Monday Morning Outlook: Short-Term Pain Could Give Way to Long-Term Gains
By Ryan Detrick



As we head deeper into the disreputable month of May, the short-term outlook has become increasingly cloudy. All-too-familiar anxieties about the Greek financial crisis rattled markets last week, and small- and mid-cap stocks seem to be retreating from their critical leadership role. Senior Technical Strategist Ryan Detrick doesn't think bulls should throw in the towel just yet, but he's definitely seeing more bearish opportunities. In fact, seasonal trends point to a trying time for the market in the weeks ahead. Senior Quantitative Analyst Rocky White offers an equally sobering short-term analysis, even as he explains why 2011 is already on pace to be a banner year for the S&P 500 Index. Finally, we wrap up with a look at the expiration week ahead, as well as a few sectors of note.

Notes from the Trading Desk: Opportunities Emerge for Both Bulls and Bears
By Ryan Detrick, Senior Technical Strategist

Todd Salamone is out this week, down at the Options Industry Conference in Savannah, so I'll be filling in.

As we've been noting for several weeks now, one key to the overall trend could be the performance of the small- and mid-cap names. With the Russell 2000 Index (RUT - 835.67) sitting just below resistance at 850, and the S&P MidCap 400 Index (MID - 993.92) trading south of resistance at 1,000, a clear breakout above these levels is probably needed to drive another thrust higher for the overall market. By the end of last week, though, both indexes once again backed down from these psychologically significant technical levels.










The bulls still have a chance, though, as the S&P 500 Index (SPX - 1,337.77) continues to find support above the 1,333 level -- which marks a double of its March 2009 lows -- and near the neckline of its continuation "head and shoulders" pattern. The one concern we have about this bullish technical pattern is that the media picked up on it. As I noted way back in July 2009, these patterns can result in very positive resolutions. We'd just prefer, from a contrarian perspective, that they fly under the radar.

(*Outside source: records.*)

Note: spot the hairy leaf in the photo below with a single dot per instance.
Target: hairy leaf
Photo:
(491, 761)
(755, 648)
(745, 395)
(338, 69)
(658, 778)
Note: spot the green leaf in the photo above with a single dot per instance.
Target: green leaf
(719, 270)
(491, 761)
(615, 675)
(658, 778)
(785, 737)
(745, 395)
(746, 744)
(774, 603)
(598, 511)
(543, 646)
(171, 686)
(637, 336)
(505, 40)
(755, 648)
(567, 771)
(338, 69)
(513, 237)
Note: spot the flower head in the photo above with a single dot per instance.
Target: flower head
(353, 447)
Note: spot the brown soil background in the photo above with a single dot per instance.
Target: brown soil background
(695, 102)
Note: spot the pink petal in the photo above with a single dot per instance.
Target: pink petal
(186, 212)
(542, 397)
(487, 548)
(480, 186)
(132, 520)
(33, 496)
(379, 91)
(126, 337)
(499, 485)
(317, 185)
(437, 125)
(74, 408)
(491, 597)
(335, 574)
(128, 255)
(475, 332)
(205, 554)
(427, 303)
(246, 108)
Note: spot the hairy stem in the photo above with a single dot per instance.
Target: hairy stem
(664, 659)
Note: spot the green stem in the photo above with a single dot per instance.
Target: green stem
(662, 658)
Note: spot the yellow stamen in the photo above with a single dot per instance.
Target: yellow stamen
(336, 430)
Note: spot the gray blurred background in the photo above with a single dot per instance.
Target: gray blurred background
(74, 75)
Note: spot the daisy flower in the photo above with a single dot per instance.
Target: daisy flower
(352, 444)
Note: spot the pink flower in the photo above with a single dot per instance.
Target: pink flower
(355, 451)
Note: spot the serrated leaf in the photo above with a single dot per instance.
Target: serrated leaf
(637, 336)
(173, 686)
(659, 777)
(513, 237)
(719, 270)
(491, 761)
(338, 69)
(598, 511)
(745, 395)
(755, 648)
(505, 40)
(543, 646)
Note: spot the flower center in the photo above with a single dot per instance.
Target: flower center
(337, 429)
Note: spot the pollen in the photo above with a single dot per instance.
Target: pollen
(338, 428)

Let's talk about seasonality. We all know the old saying "Sell in May and go away," but does it ring true? As it turns out, May isn't so bad after all. As you can see, the much-maligned month has held its own over the past five- and ten-year time frames. In fact, before last year's "flash crash"-related 8% pullback, May was actually one of the better-performing months for the SPX. Perhaps even more relevant, June is hands-down the worst month over both of these time frames. We aren't quite there yet, but this seasonally weak period is just over the horizon.






Speaking of selling in May and going away, the week ahead is options expiration week. Over the past two years, May expirations have been rather weak. Now, over the past 10 years, this week is still positive, but the recent softness is still worth noting. From a trader's point of view, what really stands out is the volatility -- whether up or down -- during May expiration in recent years.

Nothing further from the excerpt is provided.